## Double-Double, Please! When 64-Bit Floating Point Isn’t Enough

#### Jul 22 2013, 5:20 PM PDT · 0 comments »

As general-purpose simulation software, CircuitLab has users who run a wide spectrum of circuit simulations. Our simulator must attempt to handle any circuit users choose to analyze. We found that a large class of simulations were failing because the system of equations was numerically ill-conditioned and couldn’t be solved numerically within the normal 64-bit floating point range, even though the circuit was completely valid. We solved a significant array of DC and transient convergence issues by extending the numerical precision of the floating point number types within the core of our solver code beyond the 64-bit “double” type available natively within Javascript.

### Unsolvable Equations

The CircuitLab community ran more than half a million simulations last month. Each one involved constructing tens, hundreds, or even thousands of simultaneous, highly nonlinear, strongly coupled differential equations, which are repeatedly linearized and solved iteratively. Last month alone, our software constructed and factored more than 600 million matrices, and solved those factored systems more than 1.6 billion times.

However, some simulations were failing to converge, which caused a variety of problems from slow simulations to complete solver failures. When we inspected the systems generating these failures, they were well defined, by which we mean that any proficient high school math student could have computed the correct solution. But the numerical methods in the solver could not!

And here’s the core of the problem:

1 + 1e-16


Try computing this sum in your favorite scripting language: Python, Ruby, PHP, Javascript, etc. The result is simply:

1


when, to any high schooler (not aware of the limited precision of floating-point datatypes), the answer should of course be:

1.0000000000000001


This truncation to 1.0 happens because all of these languages use a standard “double precision” 64-bit floating point number to represent real numbers internally, which is capable of only about 16 significant decimal digits of storage, and must truncate the rest between operations. It’s like working on a calculator that only has room for 16 digits.

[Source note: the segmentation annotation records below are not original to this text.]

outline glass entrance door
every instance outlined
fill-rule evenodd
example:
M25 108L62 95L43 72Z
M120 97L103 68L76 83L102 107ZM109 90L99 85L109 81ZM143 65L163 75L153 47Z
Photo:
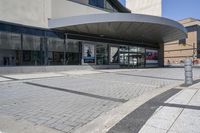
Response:
M137 54L129 53L129 67L137 68L137 64L138 64Z

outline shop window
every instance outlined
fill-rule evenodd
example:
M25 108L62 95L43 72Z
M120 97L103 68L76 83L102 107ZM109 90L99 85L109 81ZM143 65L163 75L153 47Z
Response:
M64 65L65 44L64 39L48 38L48 64L49 65Z
M81 42L68 40L66 45L66 64L80 65L81 64Z
M41 65L43 47L41 37L23 35L23 65Z
M107 44L96 45L96 60L97 60L97 65L108 64L108 45Z
M21 64L21 35L0 32L0 66Z
M119 47L110 47L110 63L119 63Z

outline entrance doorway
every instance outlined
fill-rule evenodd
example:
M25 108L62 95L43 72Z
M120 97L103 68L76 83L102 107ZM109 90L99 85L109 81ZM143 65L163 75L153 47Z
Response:
M138 47L120 47L120 65L122 68L144 68L145 53L140 52Z

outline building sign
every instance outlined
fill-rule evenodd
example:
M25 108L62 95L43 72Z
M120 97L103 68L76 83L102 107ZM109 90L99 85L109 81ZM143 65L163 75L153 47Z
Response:
M158 50L146 49L146 65L158 66Z
M83 60L84 63L95 63L95 53L93 44L83 45Z

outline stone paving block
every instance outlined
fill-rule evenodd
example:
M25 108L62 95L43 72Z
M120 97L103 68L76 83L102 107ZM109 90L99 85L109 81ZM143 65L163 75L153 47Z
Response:
M188 113L189 110L187 110ZM199 113L192 114L193 111L190 112L190 115L185 113L185 110L180 115L180 117L176 120L171 131L180 132L180 133L199 133L200 131L200 117Z
M194 70L194 77L199 70ZM60 87L104 97L129 100L143 93L182 83L183 69L149 69L90 73L65 77L22 75L32 83ZM63 75L63 74L61 74ZM51 78L44 78L51 76ZM16 77L16 76L15 76ZM40 78L41 79L32 79ZM1 84L1 82L0 82ZM198 102L198 99L194 101ZM192 102L191 102L192 103ZM22 82L2 82L0 113L26 119L47 127L71 132L122 103L84 95L31 86ZM65 127L66 126L66 127Z
M157 127L145 125L142 127L142 129L139 131L139 133L167 133L167 130L163 130L163 129L159 129Z

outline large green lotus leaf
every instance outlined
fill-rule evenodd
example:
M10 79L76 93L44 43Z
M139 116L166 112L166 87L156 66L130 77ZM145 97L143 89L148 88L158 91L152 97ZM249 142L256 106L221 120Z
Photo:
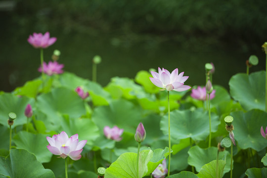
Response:
M66 88L56 88L39 95L36 105L39 110L46 115L46 119L51 124L50 130L57 130L61 126L63 114L79 118L86 113L81 97L74 90Z
M260 151L267 145L267 140L261 134L261 127L267 126L267 113L253 109L246 113L231 113L234 118L233 133L238 146L243 149L252 148Z
M147 164L153 156L151 150L140 152L139 174L137 175L137 153L125 153L111 164L106 170L105 178L142 178L147 173Z
M199 178L222 178L223 176L223 169L226 163L223 160L218 160L218 177L216 175L216 166L217 162L214 160L204 165L197 174Z
M267 178L267 168L250 168L245 173L248 178Z
M122 96L127 99L133 99L136 97L143 98L145 95L141 86L128 78L113 77L105 89L111 93L114 98L120 98ZM119 95L118 93L122 95Z
M205 140L210 133L208 112L201 109L171 112L171 136L175 139L191 137L194 140ZM161 130L168 134L168 116L165 115L160 122ZM218 130L220 122L215 114L211 114L212 132Z
M264 166L267 166L267 153L262 159L262 162L263 163Z
M192 147L188 151L189 156L188 163L189 165L193 166L197 172L200 172L202 166L213 160L216 160L217 156L218 148L215 147L210 147L206 149L203 149L198 146ZM219 153L219 160L222 160L226 153L226 165L223 170L223 174L230 171L230 155L227 151L220 152Z
M9 129L0 125L0 149L9 148Z
M142 70L137 72L134 80L137 84L142 85L144 87L145 91L149 93L159 92L160 89L151 82L149 77L152 77L150 73Z
M182 171L178 174L168 176L166 178L198 178L198 177L192 172Z
M172 150L171 150L172 152ZM153 153L153 157L149 160L147 164L147 173L146 176L151 174L156 168L161 163L162 161L166 158L169 155L169 148L165 147L164 150L162 149L157 149L154 150Z
M34 154L41 163L47 163L51 160L52 153L46 147L48 144L47 136L49 135L21 131L14 136L12 140L17 148L25 149Z
M115 125L125 132L135 133L136 127L142 121L142 110L133 103L124 99L113 100L109 106L95 108L92 119L103 131L104 127ZM127 124L126 124L127 123Z
M230 93L246 110L265 111L265 71L237 74L229 82Z
M38 94L39 88L43 82L41 80L28 81L23 87L18 87L13 91L14 94L35 98Z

How much could this tiny difference make? One part in 10^16? Impossible for this to become an issue, right? Typically, that’s exactly right -- no real difference at all.

But the real problem begins here:

1 + 1e-16 + -1


which is evaluated as

((1 + 1e-16) + -1)
= (1 + -1)
= 0


That’s a zero that gets inserted in an equation where there really ought to be a 1e-16. And in solving equations, of course, zeros as coefficients can be quite a scary thing!

This truncation is particularly troublesome and elusive because the result depends on the order that we perform the addition:

1 + 1e-16 + -1 = ((1 + 1e-16) + -1) = (1 + -1) = 0
1e-16 + 1 + -1 = ((1e-16 + 1) + -1) = (1 + -1) = 0
1 + -1 + 1e-16 = ((1 + -1) + 1e-16) = (0 + 1e-16) = 1e-16


In this case, the only way to get the correct result is for the smallest quantity to be the last. Limited-precision data types makes addition, normally a commutative operator, into a not-always-commutative one!

These kind of operations happen in the course of LU factorization, when a matrix A is factored into separate lower and upper triangular parts to satisfy P*A=L*U. Just as in Gaussian elimination, rows of the matrix A are added or subtracted from other rows in order to clear particular entries, and this set of steps is recorded in the L and U matrices.

### Big and Small

In an infinite-precision world, LU factorization does not have the ability to destroy information from the original matrix A. But in a limited-precision numerical implementation, it does! This brings us to the concept of a matrix’s condition number, which roughly speaking has to do with the range of quantities present with the matrix. As a very rough heuristic, one can begin to “eyeball” the condition number of a matrix by looking at the largest ratio of largest to smallest non-zero absolute values within any row or column of the matrix. An “ill-conditioned” matrix has condition number much greater than one, and as the condition number approaches the precision of the floating point data storage, more information can be lost during matrix operations.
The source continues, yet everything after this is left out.